## Interpretation of regression results

from **Lars Syll**

When econometric and statistical textbooks present simple (and multiple) regression analysis for cross-sectional data, they often do it with regressions like “regress test score (y) on study hours (x)” and get the result

y = constant + slope coefficient*x + error term.

When speaking of increases or decreases in x in these interpretations, we have to remember that it is a question of cross-sectional data and ‘increases’ means that we are referring to ‘increases’ in the value of a variable from *one* unit in the population to *another* unit in the same population. Strictly seen it is only admissible to give slope coefficients a *dynamic* interpretation when we are dealing with time-series regression. For cross-sectional data, we should stick to *static* interpretations and look upon slope coefficients as giving information about what we can expect to happen to the value of the dependent variable when there is a change in the independent variable *from one unit to another*.
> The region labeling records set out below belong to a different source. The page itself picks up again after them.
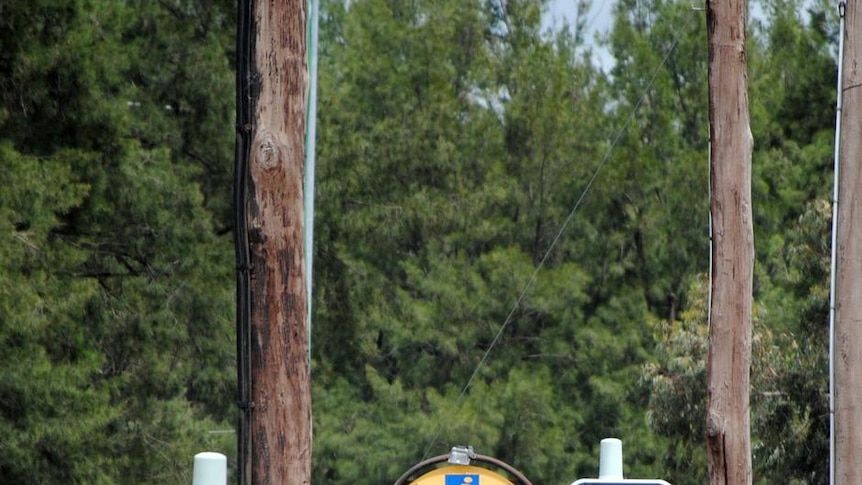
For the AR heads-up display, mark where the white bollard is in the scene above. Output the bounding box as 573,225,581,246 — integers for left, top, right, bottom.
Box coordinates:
192,451,227,485
599,438,623,480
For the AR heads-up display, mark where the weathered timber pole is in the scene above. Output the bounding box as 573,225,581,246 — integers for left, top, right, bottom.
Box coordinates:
833,2,862,485
706,0,754,485
238,0,311,485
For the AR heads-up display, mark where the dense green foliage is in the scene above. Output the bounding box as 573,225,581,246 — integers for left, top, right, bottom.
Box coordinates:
0,0,837,485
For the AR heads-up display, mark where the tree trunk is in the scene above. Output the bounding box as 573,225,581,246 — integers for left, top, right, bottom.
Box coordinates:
833,2,862,485
248,0,311,485
706,0,754,485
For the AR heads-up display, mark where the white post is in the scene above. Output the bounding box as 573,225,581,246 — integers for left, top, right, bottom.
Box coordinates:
192,451,227,485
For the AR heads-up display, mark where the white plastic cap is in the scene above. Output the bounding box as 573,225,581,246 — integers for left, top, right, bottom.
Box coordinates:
192,451,227,485
599,438,623,480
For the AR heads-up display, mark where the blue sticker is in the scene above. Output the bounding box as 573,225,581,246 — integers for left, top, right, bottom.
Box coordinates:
446,475,479,485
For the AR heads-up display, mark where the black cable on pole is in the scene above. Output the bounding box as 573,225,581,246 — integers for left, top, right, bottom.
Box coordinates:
233,0,253,485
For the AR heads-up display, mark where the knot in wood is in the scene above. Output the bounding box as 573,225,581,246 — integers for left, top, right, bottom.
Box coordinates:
257,135,279,170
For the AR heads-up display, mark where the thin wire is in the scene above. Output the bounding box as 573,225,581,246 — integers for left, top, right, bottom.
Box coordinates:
234,0,253,485
422,8,694,459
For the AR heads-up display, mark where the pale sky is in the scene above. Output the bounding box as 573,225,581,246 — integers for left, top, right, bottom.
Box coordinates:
544,0,616,71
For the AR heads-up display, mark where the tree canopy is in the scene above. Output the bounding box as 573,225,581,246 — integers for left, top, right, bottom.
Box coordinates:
0,0,837,485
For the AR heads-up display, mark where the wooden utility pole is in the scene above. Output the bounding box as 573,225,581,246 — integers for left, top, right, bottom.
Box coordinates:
238,0,311,485
833,2,862,485
706,0,754,485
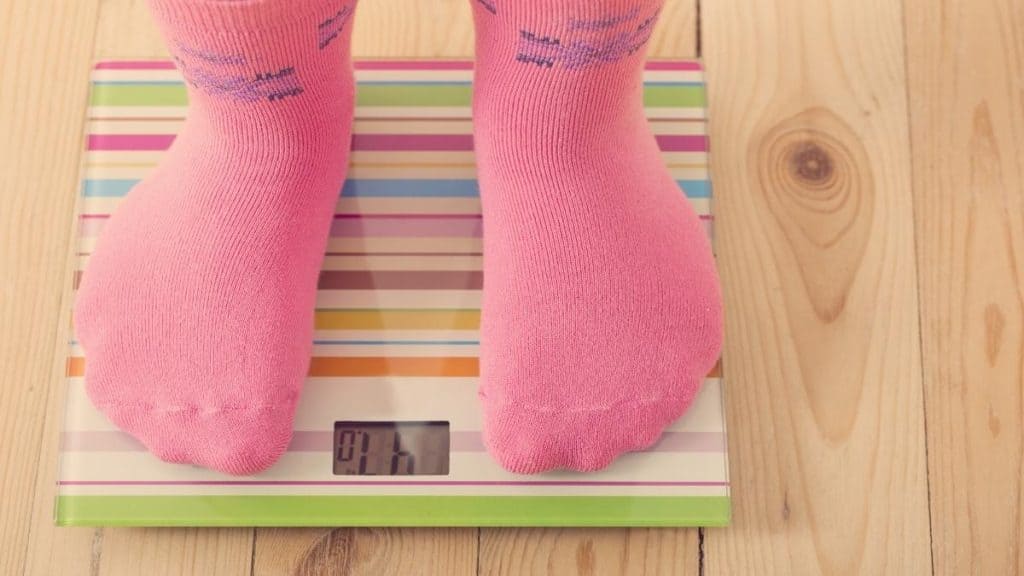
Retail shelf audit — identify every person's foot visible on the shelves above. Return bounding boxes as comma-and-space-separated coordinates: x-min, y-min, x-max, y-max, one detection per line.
473, 0, 722, 474
75, 0, 354, 475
Although it is tempting to say that a change in the independent variable leads to a change in the dependent variable, we should resist that temptation. Students that put a lot of study hours into their daily routine on average achieve higher scores on their tests than *other* students that study for fewer hours. But — the regressions made do not analyse what happens to individual students as they increase or decrease their study hours.

Why is this important? It is important most of all because interpreting the regression coefficients wrong may give a totally wrong causal view of what is going on in your data. A positive relation between test scores and study hours in a cross-sectional regression does not mean that *you as an individual student* should expect to get higher test scores by increasing study time.